Reserpine (Reserpine) - Drug Interactions, Contraindications, Overdosage

DRUG INTERACTIONS

Carcinogenesis, Mutagenesis, Impairment of Fertility

Animal Tumorigenicity

Rodent studies have shown that reserpine is an animal tumorigen, causing an increased incidence of mammary fibroadenomas in female mice, malignant tumors of the seminal vesicles in male mice, and malignant adrenal medullary tumors in male rats. These findings arose in 2-year studies in which the drug was administered in the feed at concentrations of 5 to 10 ppm-about 100 to 300 times the usual human dose. The breast neoplasms are thought to be related to reserpine’s prolactin-elevating effect. Several other prolactin-elevating drugs have also been associated with an increased incidence of mammary neoplasia in rodents.

The extent to which these findings indicate a risk to humans is uncertain. Tissue culture experiments show that about one third of human breast tumors are prolactin-dependent in vitro, a factor of considerable importance if the use of the drug is contemplated in a patient with previously detected breast cancer. The possibility of an increased risk of breast cancer in reserpine users has been studied extensively; however, no firm conclusion has emerged. Although a few epidemiologic studies have suggested a slightly increased risk (less than twofold in all studies except one) in women who have used reserpine, other studies of generally similar design have not confirmed this. Epidemiologic studies conducted using other drugs (neuroleptic agents) that, like reserpine, increase prolactin levels and therefore would be considered rodent mammary carcinogens have not shown an association between chronic administration of the drug and human mammary tumorigenesis. While long-term clinical observation has not suggested such as association, the available evidence is considered too limited to be conclusive at this time. An association of reserpine intake with pheochromocytoma or tumors of the seminal vesicles has not been explored.

OVERDOSAGE

Acute toxicity

No deaths due to acute poisoning with reserpine have been reported.

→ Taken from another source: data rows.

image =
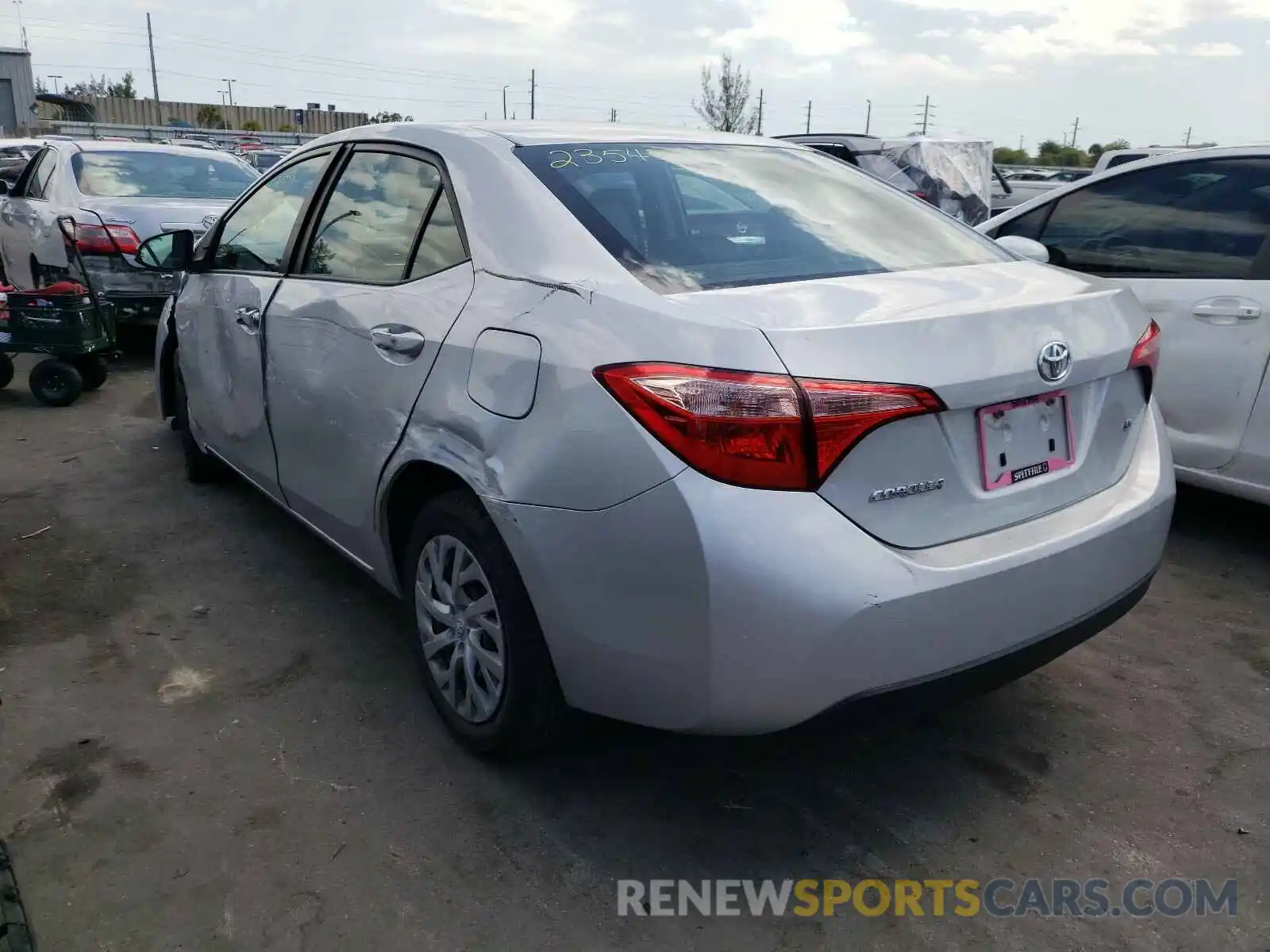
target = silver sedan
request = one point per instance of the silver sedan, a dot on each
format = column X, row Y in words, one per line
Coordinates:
column 117, row 194
column 696, row 431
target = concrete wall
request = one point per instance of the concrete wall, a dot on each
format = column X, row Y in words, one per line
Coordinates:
column 144, row 112
column 16, row 67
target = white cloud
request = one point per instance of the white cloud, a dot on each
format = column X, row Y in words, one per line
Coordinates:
column 1083, row 27
column 1216, row 50
column 806, row 27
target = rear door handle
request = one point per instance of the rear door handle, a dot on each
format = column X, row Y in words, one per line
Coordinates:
column 1227, row 310
column 398, row 340
column 248, row 319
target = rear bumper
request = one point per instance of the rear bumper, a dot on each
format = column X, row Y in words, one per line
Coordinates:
column 704, row 607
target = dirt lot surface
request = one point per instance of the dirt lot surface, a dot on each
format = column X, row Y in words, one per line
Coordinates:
column 213, row 738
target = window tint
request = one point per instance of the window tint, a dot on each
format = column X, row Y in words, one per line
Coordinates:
column 1187, row 220
column 368, row 230
column 41, row 175
column 254, row 238
column 156, row 175
column 441, row 247
column 791, row 215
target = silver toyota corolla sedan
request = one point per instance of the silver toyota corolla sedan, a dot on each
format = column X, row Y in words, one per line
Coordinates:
column 696, row 431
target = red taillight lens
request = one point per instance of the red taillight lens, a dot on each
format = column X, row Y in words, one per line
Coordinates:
column 106, row 239
column 842, row 413
column 1146, row 352
column 757, row 429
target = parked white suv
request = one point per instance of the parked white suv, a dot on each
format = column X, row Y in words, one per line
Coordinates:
column 1187, row 232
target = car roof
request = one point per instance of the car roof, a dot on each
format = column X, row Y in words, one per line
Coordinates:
column 1185, row 155
column 540, row 133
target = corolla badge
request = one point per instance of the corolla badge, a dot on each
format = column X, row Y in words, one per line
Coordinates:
column 1054, row 362
column 912, row 489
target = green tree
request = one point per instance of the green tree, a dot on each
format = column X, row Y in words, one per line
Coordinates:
column 124, row 89
column 210, row 117
column 724, row 102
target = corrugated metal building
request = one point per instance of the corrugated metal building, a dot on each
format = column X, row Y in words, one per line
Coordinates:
column 17, row 93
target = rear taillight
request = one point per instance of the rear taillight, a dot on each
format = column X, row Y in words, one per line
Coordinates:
column 1146, row 355
column 759, row 429
column 106, row 239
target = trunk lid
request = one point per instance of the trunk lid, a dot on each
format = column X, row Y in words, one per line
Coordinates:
column 156, row 216
column 973, row 336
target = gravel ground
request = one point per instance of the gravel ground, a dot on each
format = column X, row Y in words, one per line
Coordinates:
column 213, row 738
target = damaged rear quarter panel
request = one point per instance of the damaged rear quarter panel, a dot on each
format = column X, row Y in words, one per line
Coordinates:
column 578, row 448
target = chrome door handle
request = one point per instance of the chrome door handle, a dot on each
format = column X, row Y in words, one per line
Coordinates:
column 395, row 340
column 1227, row 310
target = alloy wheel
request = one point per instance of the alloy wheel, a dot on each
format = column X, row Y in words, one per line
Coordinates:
column 460, row 628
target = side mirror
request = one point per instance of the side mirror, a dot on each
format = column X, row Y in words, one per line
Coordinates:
column 171, row 251
column 1026, row 248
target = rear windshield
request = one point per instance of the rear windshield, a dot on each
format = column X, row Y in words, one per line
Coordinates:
column 692, row 217
column 160, row 175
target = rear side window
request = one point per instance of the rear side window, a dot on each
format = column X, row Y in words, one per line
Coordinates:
column 38, row 182
column 256, row 234
column 1206, row 219
column 372, row 221
column 145, row 175
column 691, row 217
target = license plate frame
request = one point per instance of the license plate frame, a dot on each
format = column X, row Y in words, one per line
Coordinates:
column 1053, row 456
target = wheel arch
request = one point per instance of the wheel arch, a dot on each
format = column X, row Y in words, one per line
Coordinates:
column 408, row 489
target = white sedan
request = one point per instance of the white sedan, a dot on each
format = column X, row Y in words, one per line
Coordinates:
column 1187, row 232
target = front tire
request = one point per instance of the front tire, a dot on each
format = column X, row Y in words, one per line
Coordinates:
column 56, row 382
column 484, row 662
column 201, row 467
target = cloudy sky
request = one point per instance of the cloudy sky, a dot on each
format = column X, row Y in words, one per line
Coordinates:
column 1143, row 70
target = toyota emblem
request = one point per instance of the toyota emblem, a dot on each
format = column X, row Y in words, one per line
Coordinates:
column 1054, row 362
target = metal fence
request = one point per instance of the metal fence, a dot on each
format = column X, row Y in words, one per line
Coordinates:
column 154, row 133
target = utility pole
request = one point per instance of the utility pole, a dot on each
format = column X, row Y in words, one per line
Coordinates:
column 22, row 25
column 926, row 114
column 154, row 73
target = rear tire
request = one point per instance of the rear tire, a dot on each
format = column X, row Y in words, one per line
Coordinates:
column 498, row 653
column 93, row 368
column 201, row 467
column 56, row 382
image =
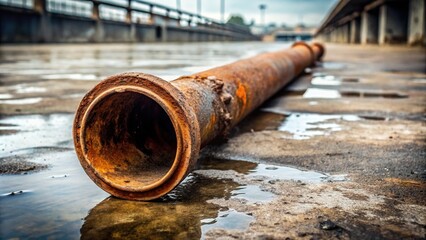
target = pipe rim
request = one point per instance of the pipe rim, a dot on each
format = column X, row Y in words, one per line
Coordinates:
column 179, row 112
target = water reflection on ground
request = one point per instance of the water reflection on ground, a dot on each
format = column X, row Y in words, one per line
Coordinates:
column 51, row 196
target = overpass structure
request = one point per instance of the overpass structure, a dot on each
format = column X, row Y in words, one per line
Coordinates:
column 375, row 22
column 57, row 21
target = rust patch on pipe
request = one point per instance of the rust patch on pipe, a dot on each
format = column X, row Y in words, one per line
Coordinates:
column 138, row 136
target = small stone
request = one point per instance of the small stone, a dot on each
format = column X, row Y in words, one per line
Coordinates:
column 328, row 225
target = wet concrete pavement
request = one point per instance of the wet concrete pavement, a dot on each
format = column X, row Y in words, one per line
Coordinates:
column 340, row 153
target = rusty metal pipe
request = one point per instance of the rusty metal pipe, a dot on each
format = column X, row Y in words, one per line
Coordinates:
column 138, row 136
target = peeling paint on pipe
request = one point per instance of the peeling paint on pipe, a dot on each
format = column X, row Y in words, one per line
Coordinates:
column 138, row 136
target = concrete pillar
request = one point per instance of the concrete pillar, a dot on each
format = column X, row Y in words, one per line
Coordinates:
column 355, row 33
column 369, row 26
column 346, row 33
column 151, row 14
column 129, row 12
column 416, row 23
column 393, row 23
column 95, row 11
column 39, row 6
column 45, row 35
column 333, row 35
column 99, row 29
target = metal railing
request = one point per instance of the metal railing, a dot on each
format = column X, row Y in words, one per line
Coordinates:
column 130, row 11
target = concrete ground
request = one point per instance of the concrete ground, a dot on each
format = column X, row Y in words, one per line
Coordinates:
column 339, row 154
column 375, row 98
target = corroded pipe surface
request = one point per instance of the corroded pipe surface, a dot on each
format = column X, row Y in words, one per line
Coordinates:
column 138, row 136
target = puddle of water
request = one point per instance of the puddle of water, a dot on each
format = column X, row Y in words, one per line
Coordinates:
column 333, row 65
column 21, row 101
column 300, row 125
column 321, row 93
column 5, row 96
column 35, row 131
column 261, row 121
column 374, row 95
column 47, row 207
column 229, row 219
column 287, row 173
column 326, row 80
column 253, row 194
column 24, row 88
column 307, row 125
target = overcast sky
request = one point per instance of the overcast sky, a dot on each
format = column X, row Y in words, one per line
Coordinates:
column 290, row 12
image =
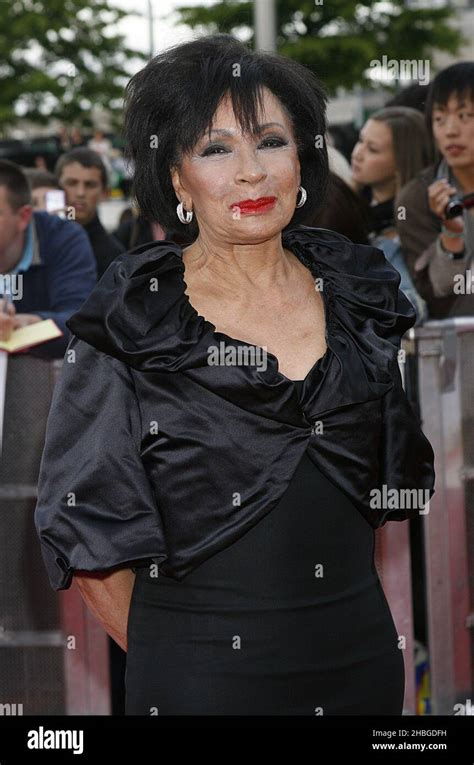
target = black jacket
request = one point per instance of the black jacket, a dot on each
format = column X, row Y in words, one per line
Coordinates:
column 153, row 453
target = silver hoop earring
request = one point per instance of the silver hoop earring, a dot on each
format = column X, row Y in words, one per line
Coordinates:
column 304, row 196
column 180, row 211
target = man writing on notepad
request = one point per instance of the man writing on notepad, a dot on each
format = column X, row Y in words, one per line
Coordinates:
column 47, row 268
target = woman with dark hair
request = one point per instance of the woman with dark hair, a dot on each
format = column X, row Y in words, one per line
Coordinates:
column 235, row 485
column 393, row 146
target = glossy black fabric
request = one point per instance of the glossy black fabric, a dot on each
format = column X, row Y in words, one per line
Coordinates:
column 290, row 619
column 153, row 453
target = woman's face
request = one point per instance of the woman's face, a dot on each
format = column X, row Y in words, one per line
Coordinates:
column 230, row 168
column 373, row 160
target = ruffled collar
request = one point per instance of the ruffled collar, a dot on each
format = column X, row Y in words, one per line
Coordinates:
column 140, row 313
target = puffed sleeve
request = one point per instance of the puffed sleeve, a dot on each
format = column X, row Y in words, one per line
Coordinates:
column 96, row 507
column 406, row 455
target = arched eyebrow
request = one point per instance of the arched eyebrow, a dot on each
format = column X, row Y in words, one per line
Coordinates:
column 260, row 129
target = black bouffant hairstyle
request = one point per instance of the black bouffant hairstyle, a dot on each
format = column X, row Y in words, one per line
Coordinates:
column 171, row 102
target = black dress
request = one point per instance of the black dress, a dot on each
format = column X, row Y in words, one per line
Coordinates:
column 291, row 619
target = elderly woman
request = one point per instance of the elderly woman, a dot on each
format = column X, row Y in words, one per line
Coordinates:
column 230, row 427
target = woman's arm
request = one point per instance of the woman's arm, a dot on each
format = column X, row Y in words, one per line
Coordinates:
column 108, row 596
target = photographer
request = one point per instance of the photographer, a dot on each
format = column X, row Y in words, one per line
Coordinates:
column 438, row 248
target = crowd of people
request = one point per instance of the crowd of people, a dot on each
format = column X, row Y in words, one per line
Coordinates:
column 411, row 161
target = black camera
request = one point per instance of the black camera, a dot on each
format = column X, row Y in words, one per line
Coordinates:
column 456, row 205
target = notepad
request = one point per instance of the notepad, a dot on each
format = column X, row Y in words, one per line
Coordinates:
column 34, row 334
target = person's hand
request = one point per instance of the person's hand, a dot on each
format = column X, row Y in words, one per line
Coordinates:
column 24, row 319
column 7, row 319
column 439, row 194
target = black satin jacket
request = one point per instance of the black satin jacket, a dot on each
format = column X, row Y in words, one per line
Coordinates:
column 153, row 453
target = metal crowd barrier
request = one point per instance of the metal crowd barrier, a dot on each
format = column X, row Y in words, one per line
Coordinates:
column 444, row 351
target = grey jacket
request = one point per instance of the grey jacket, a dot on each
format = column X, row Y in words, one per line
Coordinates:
column 438, row 279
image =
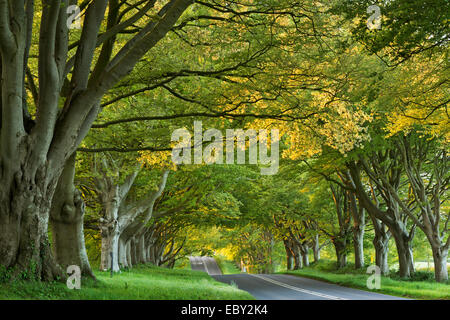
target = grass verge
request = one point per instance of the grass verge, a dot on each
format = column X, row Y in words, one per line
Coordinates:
column 421, row 286
column 140, row 283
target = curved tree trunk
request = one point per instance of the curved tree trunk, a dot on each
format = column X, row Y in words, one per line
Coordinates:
column 25, row 202
column 381, row 245
column 404, row 251
column 123, row 261
column 305, row 254
column 340, row 247
column 440, row 257
column 66, row 219
column 297, row 259
column 316, row 248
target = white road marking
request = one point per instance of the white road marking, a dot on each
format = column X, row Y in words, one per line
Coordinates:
column 281, row 284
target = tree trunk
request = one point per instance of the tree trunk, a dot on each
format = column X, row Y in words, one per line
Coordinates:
column 128, row 253
column 123, row 262
column 316, row 248
column 110, row 244
column 381, row 245
column 141, row 252
column 404, row 251
column 358, row 246
column 340, row 247
column 297, row 259
column 66, row 219
column 24, row 214
column 359, row 223
column 110, row 229
column 440, row 257
column 305, row 254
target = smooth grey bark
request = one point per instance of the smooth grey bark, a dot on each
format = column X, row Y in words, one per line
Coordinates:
column 381, row 245
column 114, row 218
column 429, row 185
column 392, row 217
column 33, row 154
column 138, row 215
column 316, row 248
column 123, row 261
column 359, row 223
column 304, row 249
column 340, row 247
column 440, row 257
column 66, row 219
column 289, row 255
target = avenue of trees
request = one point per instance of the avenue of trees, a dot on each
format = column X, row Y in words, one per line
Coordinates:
column 87, row 116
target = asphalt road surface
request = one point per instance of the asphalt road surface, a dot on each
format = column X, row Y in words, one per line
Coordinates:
column 285, row 287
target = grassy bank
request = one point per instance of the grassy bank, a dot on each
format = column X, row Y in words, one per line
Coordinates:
column 421, row 286
column 141, row 283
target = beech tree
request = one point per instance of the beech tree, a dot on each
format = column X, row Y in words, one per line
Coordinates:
column 35, row 150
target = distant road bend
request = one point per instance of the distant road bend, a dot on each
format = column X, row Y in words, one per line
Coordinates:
column 284, row 287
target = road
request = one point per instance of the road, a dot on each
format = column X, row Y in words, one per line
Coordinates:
column 285, row 287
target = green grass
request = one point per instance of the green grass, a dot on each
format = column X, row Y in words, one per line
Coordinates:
column 227, row 266
column 421, row 286
column 140, row 283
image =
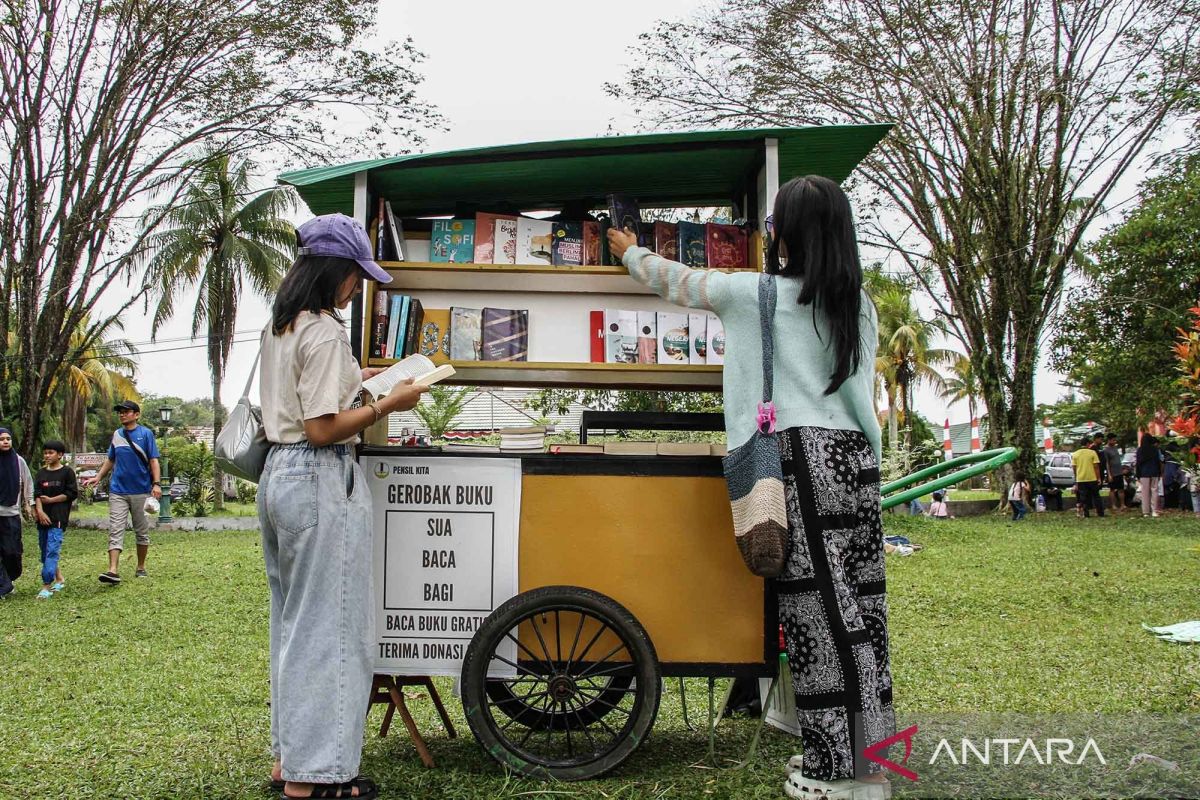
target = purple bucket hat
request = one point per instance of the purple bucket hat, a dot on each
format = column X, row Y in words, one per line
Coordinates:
column 339, row 235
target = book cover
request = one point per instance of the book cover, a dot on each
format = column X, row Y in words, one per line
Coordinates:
column 414, row 326
column 466, row 334
column 726, row 247
column 505, row 335
column 379, row 324
column 621, row 336
column 435, row 342
column 397, row 305
column 715, row 340
column 697, row 334
column 395, row 232
column 534, row 240
column 504, row 241
column 691, row 244
column 672, row 337
column 567, row 248
column 453, row 241
column 485, row 235
column 397, row 344
column 624, row 212
column 647, row 337
column 591, row 242
column 595, row 329
column 666, row 240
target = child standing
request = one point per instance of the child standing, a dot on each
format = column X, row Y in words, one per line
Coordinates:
column 54, row 491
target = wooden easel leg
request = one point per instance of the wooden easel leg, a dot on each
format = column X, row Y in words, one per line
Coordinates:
column 397, row 699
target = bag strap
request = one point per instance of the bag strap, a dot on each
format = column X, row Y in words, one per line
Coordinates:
column 767, row 295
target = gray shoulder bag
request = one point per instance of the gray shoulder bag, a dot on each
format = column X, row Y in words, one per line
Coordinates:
column 241, row 447
column 754, row 473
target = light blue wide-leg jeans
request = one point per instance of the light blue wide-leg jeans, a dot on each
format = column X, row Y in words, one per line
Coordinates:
column 315, row 510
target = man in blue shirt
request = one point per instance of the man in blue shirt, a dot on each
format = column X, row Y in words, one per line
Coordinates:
column 133, row 462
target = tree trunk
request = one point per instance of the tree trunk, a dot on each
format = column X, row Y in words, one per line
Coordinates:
column 217, row 421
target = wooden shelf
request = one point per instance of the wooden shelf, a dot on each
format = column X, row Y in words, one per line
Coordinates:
column 513, row 277
column 570, row 374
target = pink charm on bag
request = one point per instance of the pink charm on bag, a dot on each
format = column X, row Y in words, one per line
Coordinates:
column 767, row 417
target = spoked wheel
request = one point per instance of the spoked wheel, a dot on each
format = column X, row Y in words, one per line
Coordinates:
column 586, row 687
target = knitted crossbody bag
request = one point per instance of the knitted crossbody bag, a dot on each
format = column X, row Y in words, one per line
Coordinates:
column 754, row 473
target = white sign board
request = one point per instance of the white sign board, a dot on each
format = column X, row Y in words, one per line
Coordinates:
column 445, row 555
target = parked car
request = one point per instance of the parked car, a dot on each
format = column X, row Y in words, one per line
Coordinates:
column 1060, row 469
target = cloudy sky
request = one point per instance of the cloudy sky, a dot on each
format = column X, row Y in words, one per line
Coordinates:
column 492, row 90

Highest known doses survived: children, 1000 mg (age and sex not specified); young children, 200 mg (20-month-old boy).

Oral LD₅₀'s in animals (mg/kg): rat, 2993; mouse, 47 and 500.

Signs and Symptoms

The clinical picture of acute poisoning is characterized chiefly by signs and symptoms due to the reflex parasympathomimetic effect of reserpine.

Impairment of consciousness may occur and may range from drowsiness to coma, depending upon the severity of overdosage. Flushing of the skin, conjunctival injection, and pupillary constriction are to be expected. Hypotension, hypothermia, central respiratory depression, and bradycardia may develop in cases of severe overdosage. Increased salivary and gastric secretion and diarrhea may also occur.

Treatment

There is no specific antidote.

Stomach contents should be evacuated, taking adequate precautions against aspiration and for protection of the airway. Activated charcoal slurry should be instilled.

The effects of reserpine overdosage should be treated symptomatically. If hypotension is severe enough to require treatment with a vasopressor, one having a direct action upon vascular smooth muscle (e.g., phenylephrine, levarterenol, metaraminol) should be used. Since reserpine is long-acting, the patient should be observed carefully for at least 72 hours, and treatment administered as required.

CONTRAINDICATIONS

Known hypersensitivity, mental depression or history of mental depression (especially with suicidal tendencies), active peptic ulcer, ulcerative colitis, and patients receiving electroconvulsive therapy.